There are many adjectives one could use to describe President Obama.
“Humbler” is just about the last adjective I would use to describe Obama. Yet, during his interview with MSNBC’s Chris Matthews last week, he used this very word to describe himself:
And I think, you know, the interesting thing about now having been president for five years is it makes me humbler as opposed to cockier about what you as an individual can do.
I believe Obama’s newfound claim of humility about as much as I believed him when he said, “If you like your health care, you can keep it.” Or for that matter when he said of Reverend Wright, “The person I saw yesterday was not the person that I met 20 years ago.” Apparently, the same could be said of Obama’s uncle.
Call it the audacity of humble.
Comparing oneself with LeBron James, proclaiming one can calm the world’s oceans whilst adorned by Greek columns, and, for good measure, claiming one is a better policy adviser, political director, and speechwriter than his policy adviser, political director, and speechwriter aren’t exactly the hallmarks of humility.
Now one could make the case that these things occurred before Obama entered the Oval Office. But if the presidency made him humbler instead of cockier, it wasn’t readily apparent when he told Steve Kroft of 60 Minutes in December 2011that his legislative accomplishments were up there with those of LBJ, FDR, and Lincoln.
Speaking of former Presidents, would a humble man have recruited Bill Clinton to claim that Mitt Romney would not have made the order to kill Osama bin Laden? Does a humble man, in the presence of other public figures, tell people “it is very rare that I come to an event where I’m like the fifth or sixth most interesting person”?
Given the high esteem in which Obama holds himself, one cannot be surprised at his propensity to utter the word “my” in his speeches. Indeed, during his remarks on economic mobility last week, Obama used “my” 16 times. Of those 16 utterances, he thrice said “my administration,” once spoke of “my presidency” and also made reference to “my Chief of Staff” and “my Secretary of the Interior.”
Recently, I saw a copy of the late Senator Eugene McCarthy’s book The Year of the People in the bargain bin outside a used bookstore near the Old South Meeting House here in Boston. It turned out to be one of the purchases I have made for $1.
Published in 1969, McCarthy recounts his quixotic bid for the Democratic Party nomination in the previous year’s presidential election. At one point, McCarthy makes reference to a speech he gave in Milwaukee in March 1968 shortly before the Wisconsin Primary (which he won). The speech is reprinted in its entirety in the book’s appendix.
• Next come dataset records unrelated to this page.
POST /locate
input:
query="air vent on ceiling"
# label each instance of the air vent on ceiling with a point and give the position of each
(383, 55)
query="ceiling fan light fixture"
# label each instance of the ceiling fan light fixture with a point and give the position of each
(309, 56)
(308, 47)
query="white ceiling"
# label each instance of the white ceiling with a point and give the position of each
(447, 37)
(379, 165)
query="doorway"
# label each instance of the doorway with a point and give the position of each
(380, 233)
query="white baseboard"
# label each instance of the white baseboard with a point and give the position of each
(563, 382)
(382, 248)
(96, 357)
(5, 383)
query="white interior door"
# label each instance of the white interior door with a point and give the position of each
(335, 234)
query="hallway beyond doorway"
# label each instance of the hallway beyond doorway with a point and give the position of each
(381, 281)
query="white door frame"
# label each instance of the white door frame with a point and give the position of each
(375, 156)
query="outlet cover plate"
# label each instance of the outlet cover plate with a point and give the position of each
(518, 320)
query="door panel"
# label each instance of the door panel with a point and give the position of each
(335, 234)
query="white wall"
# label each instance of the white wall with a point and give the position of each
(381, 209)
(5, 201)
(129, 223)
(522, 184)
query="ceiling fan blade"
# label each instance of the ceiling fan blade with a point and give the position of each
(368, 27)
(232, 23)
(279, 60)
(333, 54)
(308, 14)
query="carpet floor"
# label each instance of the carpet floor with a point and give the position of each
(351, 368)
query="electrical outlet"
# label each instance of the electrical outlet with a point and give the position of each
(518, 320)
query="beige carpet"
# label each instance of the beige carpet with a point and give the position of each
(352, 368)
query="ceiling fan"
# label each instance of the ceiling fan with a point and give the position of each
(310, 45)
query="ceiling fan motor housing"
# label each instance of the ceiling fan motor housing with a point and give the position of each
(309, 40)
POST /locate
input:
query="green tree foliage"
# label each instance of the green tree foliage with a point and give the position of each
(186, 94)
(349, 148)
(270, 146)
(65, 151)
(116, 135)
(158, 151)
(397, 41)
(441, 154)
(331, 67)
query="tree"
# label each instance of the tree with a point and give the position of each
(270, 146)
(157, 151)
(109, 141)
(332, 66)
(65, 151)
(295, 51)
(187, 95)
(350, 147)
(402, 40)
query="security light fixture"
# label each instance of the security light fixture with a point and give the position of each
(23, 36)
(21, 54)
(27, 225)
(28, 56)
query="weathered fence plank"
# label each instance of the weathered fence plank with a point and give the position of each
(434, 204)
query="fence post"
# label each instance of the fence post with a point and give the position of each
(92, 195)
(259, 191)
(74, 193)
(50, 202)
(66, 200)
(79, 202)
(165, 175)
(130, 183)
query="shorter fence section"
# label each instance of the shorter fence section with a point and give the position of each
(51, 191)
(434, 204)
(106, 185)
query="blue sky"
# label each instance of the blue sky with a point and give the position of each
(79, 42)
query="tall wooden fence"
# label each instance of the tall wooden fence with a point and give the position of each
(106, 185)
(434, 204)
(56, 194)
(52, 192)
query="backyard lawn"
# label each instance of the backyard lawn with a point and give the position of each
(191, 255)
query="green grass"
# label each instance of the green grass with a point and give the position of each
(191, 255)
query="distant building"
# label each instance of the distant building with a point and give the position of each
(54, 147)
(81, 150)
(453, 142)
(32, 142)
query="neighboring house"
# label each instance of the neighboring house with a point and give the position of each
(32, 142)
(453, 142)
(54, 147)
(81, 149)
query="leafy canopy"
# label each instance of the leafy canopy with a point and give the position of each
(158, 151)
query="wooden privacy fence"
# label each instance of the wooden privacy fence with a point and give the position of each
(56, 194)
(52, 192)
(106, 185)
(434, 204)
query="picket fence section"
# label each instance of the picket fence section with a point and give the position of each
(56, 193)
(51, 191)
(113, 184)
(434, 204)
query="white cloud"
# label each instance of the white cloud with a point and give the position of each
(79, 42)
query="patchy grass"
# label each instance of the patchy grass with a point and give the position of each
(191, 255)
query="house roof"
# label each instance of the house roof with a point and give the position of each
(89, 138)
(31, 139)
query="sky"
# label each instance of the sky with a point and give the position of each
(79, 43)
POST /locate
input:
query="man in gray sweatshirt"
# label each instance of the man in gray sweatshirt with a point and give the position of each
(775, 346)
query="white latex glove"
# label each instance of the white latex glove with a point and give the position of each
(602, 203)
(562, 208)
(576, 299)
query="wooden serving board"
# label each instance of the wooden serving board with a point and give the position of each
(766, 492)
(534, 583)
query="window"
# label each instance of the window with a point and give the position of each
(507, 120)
I draw your attention to the passage in which McCarthy describes the qualities one ought to possess if one seeks the White House:
The office of the presidency of the United States must never be a personal office. A President should not speak of “my country” but always of “our country”; not of “my cabinet” but of “the cabinet”, because once the cabinet is appointed, it becomes something different from the man who may have nominated these persons, even from the Senate which confirms them in office, not of “my Ambassador to the United Nations” but “the United States Ambassador to the United Nations.” This is a conception of an office which belongs not to the man who holds it but the people of this nation; an office which must be exercised by the will of the majority who elect one to office; not in the sole interest of the majority, but by their determination for the good of the entire nation.
Well, he wasn’t Clean Gene for nothing. Agree or disagree with his politics, Eugene McCarthy was a truly humble man and public servant. The Democratic Party will never see the likes of him again. Conversely, Barack Obama views the presidency as his personal office and will hold this view as long as he calls 1600 Pennsylvania Avenue home. President Obama doesn’t do humble.